It’s no surprise in today’s current climate regarding media, there are various subcultures and main stem terminology (or slang) that have been incorporated into our everyday vocabulary. Despite the evolution of slang, the issue lies with the person or entity creating this link and whether or not it belongs to them. There remains the question of whether there should be limits on BVE or whether it should be exclusive to a particular group. Let’s find out.
What are BVE and AAVE?
BVE stands for Black Vernacular English and AAVE stands for African-American vernacular English. Essentially, it is a dialect of the English language that is spoken by predominantly African Americans. It consists of words, terms, and phrases popularized by the black community that instills a sense of familiarity and comfort. It can also be referred to as Ebonics.
How it’s used throughout Pop Culture?
Black Vernacular English (BVE) or African-American Vernacular English (AAVE) is where most of our modern-day slang comes from. Some of these popular phrases and words include “sis”, “lit”, and “turnt” just to name a few.
When it comes to slang, especially deriving from the specific communities (in this case, the African-American community) have gained popularity. The true meaning of the word tends to become suppressed, stripping context from its original meeting. That being said, should people who are not members of the black community be able to use these terms?
Depending on the word, how it’s pronounced, and the context it’s being used in, there can be no harm. For example in the media, BVE can be used as a marketing tactic that companies will display to keep up with the younger generations. This is especially prevalent on Twitter because it causes a reaction and appeal. This is when it can potentially cause harm because it can be seen as appropriation but on the flip side not as much because the intent could have been there, just poorly executed.
Here are some more common BVE and AAVE words and phrases:
- “Yasss queen”
- “hella, “
- “straight up,
- “on fleek,”
BVE is extremely common in media appearing through the use of GIFs and memes. The problem is, these GIFs often represent a stereotypical black woman being bold or excessively lavish. Non-black people then use these images to express their words and feelings but the reality is, it only enforces the same narratives and stereotypes we’ve been trying to rid ourselves of for centuries.
But Is it Cultural appropriation if I’m not black?
BVE is often criticized for sounding “ghetto” or like improper English. It’s been used for generations and can commonly be defined as code-switching. This is when two or more languages or dialects are alternated throughout an exchange of conversation. The reason behind code-switching is that inside of a professional setting, it is undesirable.
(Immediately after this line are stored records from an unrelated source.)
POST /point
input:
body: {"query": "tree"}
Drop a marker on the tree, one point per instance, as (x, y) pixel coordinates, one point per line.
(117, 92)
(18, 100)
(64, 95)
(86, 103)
Although many companies have policies and non-discriminatory acts, black people may feel reluctant to speak more “loosely”. Non-black people using BVE can 100% feed into the narrative of culture appropriation. This is why everyone should be more conscious of what they say, how they say it, and the extent to which they share things. It can become extremely easy for something to be misconstrued or in other words appropriated.
This isn’t to say you can’t use slang or any of these terms if you are a non-black person. The goal is to, ultimately, be more conscious and aware.